Oct 12 00:03:04 debian fail2ban-server[422]: fail2ban.filter [422]: INFO maxLines: 1
Oct 12 10:25:44 debian systemd-resolved[238]: Clock change detected. Flushing caches.
Oct 12 10:25:44 debian systemd-timesyncd[239]: Contacted time server 192.48.105.15:123 (2.debian.pool.ntp.org).
Oct 12 10:25:44 debian systemd-timesyncd[239]: Initial clock synchronization to Sat 2024-10-12 10:25:44.612034 PDT.
I will appreciate any help. I do have the log file, so I can look at other things if you suggest.
If you have not done this yet, I would first try putting the microSD card in a reader in a PC to check the file systems.

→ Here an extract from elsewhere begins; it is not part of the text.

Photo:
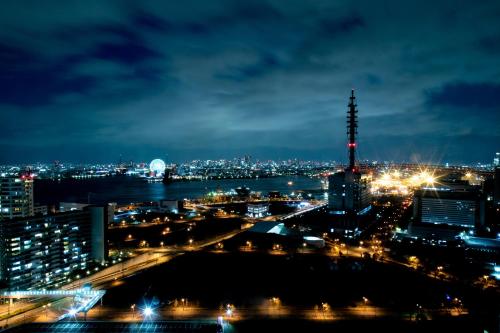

Before inserting the microSD card, run sudo systemctl stop udisks2.service (assuming you have a GNU/Linux PC using systemd) on the PC so that it does not try mounting it automatically. If it is like on the Pioneer, there is a boot ext4 file system (use fsck.ext4 to check it) and a root btrfs file system (use btrfs check).
It is likely that like for many Single Board Computers, Banana Pro does not have an Real-Time Clock to keep track of time during reboots. The NTP running on FreedomBox is meant to correct this as soon as it can from the internet. So, ignore those time related inconsistencies.
The reboots are scheduled by FreedomBox when there is a security update that requires it. It seems that uboot is stopping mid-boot as if someone has pressed a key (to allow for debugging boot process and for custom boot options). Are you sure there was no keyboard activity at that time? Since rebooting the machine again worked, I guess this could be a one-time error.
You are correct. I remember rebooting on the web cockpit, and then going to monitor to check if the login prompt appeared. When the screen was blank, I had hit some keys to get attention. But as you pointed out it was u-boot booting, and my keystroke interrupted it.
I did run one command that may have helped, and for last two days, I am not loosing network connection. The command was:
hwclock --systohc
Since I ran this command, I have not seen time changes in the logs. I guess my cpu clock did not have correct time, and the command set it.
I am still watching. Let me see if the system looses network connection.